Frage an Nico Riedemann von Veit N. bezüglich Bildung und Erziehung
Hallo Herr Riedemann,
mich würde vor der Landtagswahl interessieren, wie Sie Ihre Position und die der ÖDP im Hinblick auf die beruflichen Perspektiven von Wissenschaftlern darstellen würden. Sehen Sie politische Möglichkeiten die Attraktivität von Jobs in der Wissenschaft zu steigern? Befristete Arbeitsverträge hemmen die Familien- und Lebensplanung. Es gibt wenig Chancen langfristig in der Wissenschaft zu arbeiten, wenn man sich nicht der immer dünner werdenden Luft der Karrierepyramide (auf dem Weg zur Professur) aussetzen möchte. Es gibt aus meiner Sicht zu wenige Alternativwege zur Professur im Rahmen von wissenschaftlichen Karrieren (vor allem in Disziplinen die vor allem Grundlagenforschung betreiben). Mich interessiert, ob Sie Modellvorstellungen (im Rahmen von Landespolitik) haben, die diese Situation verbessern könnten und ob Sie diese auch für umsetzbar/finanzierbar halten. Danke für Ihre Antwort! Ich wünsche Ihnen einen fairen Wahlkampf 2017!
Freundliche Grüße,
V. N.
Guten Tag Herr N.,
Vielen Dank für Ihre Frage. Zunächst einmal möchte ich festhalten, dass Wissenschaft unabhängig von Politik und Wirtschaft sein sollte. Die schwierige Situationen der wissenschaftlichen Mitarbeiter kenne ich sehr gut. Ich habe mich während meines Studiums öfter mit Dozenten über diese Problematik unterhalten. Ein Konzept dafür gibt es in der ÖDP nicht direkt, aber grundsätzlich steht die ÖDP für die staatliche Finanzierung von Wissenschaft und tritt für unbefristete Arbeitsverträge ein. Allerdings finde ich es nicht fair, wissenschaftliche Mitarbeiter bevorzugt zu behandeln. Viele Menschen arbeiten derzeit in befristeten Anstellungsverhältnissen (Agenda 2010 lässt grüßen). Daher müssen die Richtlinien für befristete Arbeitsverträge in allen Branchen wieder hin zu unbefristeten Arbeitsverträgen angepasst werden. In anderen europäischen Staaten werden nur zwei befristete Verträge akzeptiert, danach muss der Arbeitnehmer unbefristet angestellt werden.

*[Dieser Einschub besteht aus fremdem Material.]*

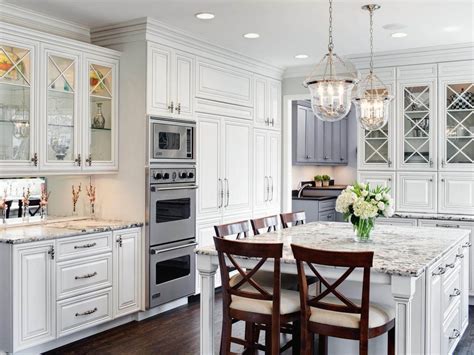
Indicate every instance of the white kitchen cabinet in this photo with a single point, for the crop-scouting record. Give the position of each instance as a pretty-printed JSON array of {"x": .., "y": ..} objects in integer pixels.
[
  {"x": 416, "y": 192},
  {"x": 267, "y": 153},
  {"x": 171, "y": 83},
  {"x": 224, "y": 165},
  {"x": 127, "y": 274},
  {"x": 34, "y": 320},
  {"x": 456, "y": 193}
]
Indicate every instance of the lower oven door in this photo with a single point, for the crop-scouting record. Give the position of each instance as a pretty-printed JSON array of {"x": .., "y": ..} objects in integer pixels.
[{"x": 172, "y": 273}]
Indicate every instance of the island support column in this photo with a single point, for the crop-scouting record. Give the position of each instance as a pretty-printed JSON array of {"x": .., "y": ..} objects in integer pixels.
[
  {"x": 403, "y": 289},
  {"x": 207, "y": 270}
]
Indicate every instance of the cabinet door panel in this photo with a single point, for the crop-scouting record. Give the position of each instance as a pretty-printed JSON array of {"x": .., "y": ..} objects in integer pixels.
[
  {"x": 237, "y": 144},
  {"x": 456, "y": 193},
  {"x": 416, "y": 192},
  {"x": 34, "y": 316},
  {"x": 209, "y": 178}
]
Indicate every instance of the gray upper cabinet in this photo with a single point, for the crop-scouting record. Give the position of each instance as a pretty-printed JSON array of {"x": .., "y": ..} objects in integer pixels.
[{"x": 316, "y": 142}]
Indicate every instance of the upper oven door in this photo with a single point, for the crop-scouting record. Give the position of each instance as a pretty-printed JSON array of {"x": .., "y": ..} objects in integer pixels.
[
  {"x": 171, "y": 141},
  {"x": 172, "y": 213}
]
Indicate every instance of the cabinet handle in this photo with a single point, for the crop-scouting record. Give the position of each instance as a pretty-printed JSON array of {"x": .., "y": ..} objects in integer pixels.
[
  {"x": 448, "y": 225},
  {"x": 456, "y": 334},
  {"x": 86, "y": 276},
  {"x": 86, "y": 313},
  {"x": 51, "y": 252},
  {"x": 89, "y": 160},
  {"x": 271, "y": 189},
  {"x": 78, "y": 160},
  {"x": 90, "y": 245},
  {"x": 227, "y": 192},
  {"x": 441, "y": 271},
  {"x": 35, "y": 159},
  {"x": 221, "y": 193}
]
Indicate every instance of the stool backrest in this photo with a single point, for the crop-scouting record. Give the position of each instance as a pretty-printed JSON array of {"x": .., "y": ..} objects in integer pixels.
[
  {"x": 295, "y": 218},
  {"x": 269, "y": 222}
]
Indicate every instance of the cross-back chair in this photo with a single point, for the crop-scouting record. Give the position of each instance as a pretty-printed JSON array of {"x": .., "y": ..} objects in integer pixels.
[{"x": 331, "y": 313}]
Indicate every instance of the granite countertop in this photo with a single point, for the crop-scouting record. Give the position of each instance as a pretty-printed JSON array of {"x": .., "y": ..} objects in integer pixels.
[
  {"x": 60, "y": 229},
  {"x": 398, "y": 250}
]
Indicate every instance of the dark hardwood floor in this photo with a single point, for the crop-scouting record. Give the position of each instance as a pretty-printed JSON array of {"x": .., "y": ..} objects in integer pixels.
[{"x": 177, "y": 333}]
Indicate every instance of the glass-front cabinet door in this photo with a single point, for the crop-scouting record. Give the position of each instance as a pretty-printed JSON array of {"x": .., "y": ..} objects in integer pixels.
[
  {"x": 61, "y": 134},
  {"x": 101, "y": 137},
  {"x": 417, "y": 125},
  {"x": 376, "y": 147},
  {"x": 457, "y": 124},
  {"x": 17, "y": 121}
]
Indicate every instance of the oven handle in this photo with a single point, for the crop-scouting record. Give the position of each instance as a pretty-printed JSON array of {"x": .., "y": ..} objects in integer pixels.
[
  {"x": 159, "y": 251},
  {"x": 153, "y": 188}
]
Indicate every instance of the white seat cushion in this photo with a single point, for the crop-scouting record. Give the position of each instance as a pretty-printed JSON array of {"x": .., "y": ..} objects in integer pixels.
[
  {"x": 378, "y": 315},
  {"x": 289, "y": 301}
]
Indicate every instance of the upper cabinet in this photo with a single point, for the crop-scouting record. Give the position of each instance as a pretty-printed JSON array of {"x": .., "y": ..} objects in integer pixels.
[
  {"x": 58, "y": 107},
  {"x": 171, "y": 85}
]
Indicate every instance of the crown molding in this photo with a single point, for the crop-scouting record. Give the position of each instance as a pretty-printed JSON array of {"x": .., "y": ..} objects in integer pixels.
[
  {"x": 414, "y": 56},
  {"x": 156, "y": 31},
  {"x": 19, "y": 16}
]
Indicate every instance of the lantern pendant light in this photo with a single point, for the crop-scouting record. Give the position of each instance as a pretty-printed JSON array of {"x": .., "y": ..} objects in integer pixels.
[
  {"x": 373, "y": 98},
  {"x": 331, "y": 83}
]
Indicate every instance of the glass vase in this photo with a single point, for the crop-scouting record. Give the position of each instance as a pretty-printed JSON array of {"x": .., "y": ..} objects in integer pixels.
[{"x": 363, "y": 229}]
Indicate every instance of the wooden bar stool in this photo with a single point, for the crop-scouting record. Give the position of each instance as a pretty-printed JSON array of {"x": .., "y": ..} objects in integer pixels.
[
  {"x": 295, "y": 218},
  {"x": 338, "y": 316},
  {"x": 270, "y": 223},
  {"x": 255, "y": 304}
]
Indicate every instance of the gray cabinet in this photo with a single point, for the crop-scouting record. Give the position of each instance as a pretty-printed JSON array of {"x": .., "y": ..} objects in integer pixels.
[{"x": 316, "y": 142}]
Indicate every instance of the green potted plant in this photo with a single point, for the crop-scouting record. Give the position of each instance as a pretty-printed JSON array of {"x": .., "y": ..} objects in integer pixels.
[
  {"x": 326, "y": 179},
  {"x": 318, "y": 179}
]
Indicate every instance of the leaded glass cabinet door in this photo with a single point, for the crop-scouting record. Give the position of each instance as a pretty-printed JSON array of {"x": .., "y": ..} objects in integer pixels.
[
  {"x": 61, "y": 135},
  {"x": 417, "y": 125},
  {"x": 17, "y": 119},
  {"x": 101, "y": 137},
  {"x": 376, "y": 147},
  {"x": 457, "y": 124}
]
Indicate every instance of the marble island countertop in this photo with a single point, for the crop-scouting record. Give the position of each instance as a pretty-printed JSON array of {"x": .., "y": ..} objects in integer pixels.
[
  {"x": 404, "y": 251},
  {"x": 59, "y": 229}
]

Da unser Wirtschaftssystem immer neoliberaler ausgestaltet wird, – und diese Entwicklungen zugunsten der Unternehmen, des Wirtschaftswachstums und der Konkurrenzfähigkeit so implementiert werden – müssen wir grundlegend an diesem System feilen. Dieser Konkurrenz- und Preisdruck durchdringt getreu dem neoliberalen Finanzmarktkapitalismus alle Lebensbereiche. Nicht nur die Wissenschaft, sondern besonders auch soziale Bereiche. Mit der anstehenden Automatisierung und Digitalisierung wird sich diese Dynamik aller Voraussicht nach noch beschleunigen. Das einzige Konzept, das dieser Tendenz entgegenzuwirken vermag, ist das des Grundeinkommens. Andere kenne ich derzeit nicht, bin aber froh über jeglichen Input Ihrerseits!

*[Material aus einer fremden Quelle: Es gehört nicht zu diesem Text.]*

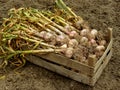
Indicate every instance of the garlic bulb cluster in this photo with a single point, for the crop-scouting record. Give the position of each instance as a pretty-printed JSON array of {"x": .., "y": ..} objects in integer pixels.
[{"x": 88, "y": 39}]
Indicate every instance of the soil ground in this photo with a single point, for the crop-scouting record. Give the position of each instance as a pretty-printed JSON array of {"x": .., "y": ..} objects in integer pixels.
[{"x": 100, "y": 14}]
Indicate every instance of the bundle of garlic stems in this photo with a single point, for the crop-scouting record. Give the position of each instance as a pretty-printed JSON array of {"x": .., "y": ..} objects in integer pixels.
[{"x": 30, "y": 31}]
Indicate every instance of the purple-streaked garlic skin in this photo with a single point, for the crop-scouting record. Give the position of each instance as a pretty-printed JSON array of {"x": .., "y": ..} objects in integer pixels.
[
  {"x": 84, "y": 40},
  {"x": 93, "y": 42},
  {"x": 64, "y": 46},
  {"x": 84, "y": 32},
  {"x": 48, "y": 36},
  {"x": 69, "y": 52},
  {"x": 93, "y": 33},
  {"x": 78, "y": 24},
  {"x": 73, "y": 34},
  {"x": 67, "y": 28},
  {"x": 73, "y": 43},
  {"x": 100, "y": 48},
  {"x": 60, "y": 38},
  {"x": 102, "y": 42},
  {"x": 42, "y": 34},
  {"x": 99, "y": 54}
]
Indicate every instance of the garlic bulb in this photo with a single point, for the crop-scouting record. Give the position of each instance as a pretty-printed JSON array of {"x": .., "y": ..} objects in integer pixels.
[
  {"x": 48, "y": 36},
  {"x": 67, "y": 28},
  {"x": 78, "y": 24},
  {"x": 73, "y": 34},
  {"x": 42, "y": 34},
  {"x": 69, "y": 52},
  {"x": 93, "y": 42},
  {"x": 84, "y": 32},
  {"x": 94, "y": 32},
  {"x": 60, "y": 38},
  {"x": 64, "y": 46},
  {"x": 84, "y": 40},
  {"x": 102, "y": 42},
  {"x": 100, "y": 48},
  {"x": 73, "y": 43},
  {"x": 99, "y": 54}
]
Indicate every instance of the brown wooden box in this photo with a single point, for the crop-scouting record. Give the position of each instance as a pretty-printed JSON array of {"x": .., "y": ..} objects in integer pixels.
[{"x": 85, "y": 73}]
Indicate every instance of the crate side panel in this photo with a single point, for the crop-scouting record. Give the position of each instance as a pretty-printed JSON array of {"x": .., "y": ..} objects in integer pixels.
[
  {"x": 101, "y": 68},
  {"x": 97, "y": 65},
  {"x": 59, "y": 59},
  {"x": 60, "y": 70}
]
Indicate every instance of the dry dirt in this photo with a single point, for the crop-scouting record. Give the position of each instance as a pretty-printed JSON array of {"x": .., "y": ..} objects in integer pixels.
[{"x": 100, "y": 14}]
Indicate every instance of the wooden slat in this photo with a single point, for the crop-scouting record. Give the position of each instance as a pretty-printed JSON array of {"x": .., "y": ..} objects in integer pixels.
[
  {"x": 100, "y": 70},
  {"x": 97, "y": 65},
  {"x": 74, "y": 64},
  {"x": 60, "y": 70},
  {"x": 103, "y": 56}
]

Daher rufe ich Sie auf, Parteien zu wählen, die diesen unternehmerischen Interessen trotzen und unser Wirtschaftssystem nicht weiter in diese Richtung pushen (oder sich von den Unternehmen pushen lassen). In der Dynamik der Globalisierung ist es sicherlich nicht leicht, sich so zu behaupten, aber es ist der einzige Weg, um gesellschaftliche Veränderung auch in der Bevölkerung ankommen zu lassen. Nicht nur Wissenschaftler stehen unter Druck, sondern alle Arbeitnehmer und auch unsere Umwelt.
Tut mir Leid, dass ich Ihre Frage so nicht direkt beantworten konnte, aber diese Problematik liegt einem großen Problem zugrunde, dass nicht einfach zu beschreiben und unter heutigen Umständen schon recht nicht zu lösen ist. Ich würde mich über eine Rückmeldung freuen, um eventuelle Lösungsansätze in die politische Arbeit einfließen zu lassen. Demnächst steht ein Treffen im Europaparlament mit unserem Abgeordneten und einer Vertretung der deutschen Universitäten an, wo wir Ihre Bedenken mit einbringen können.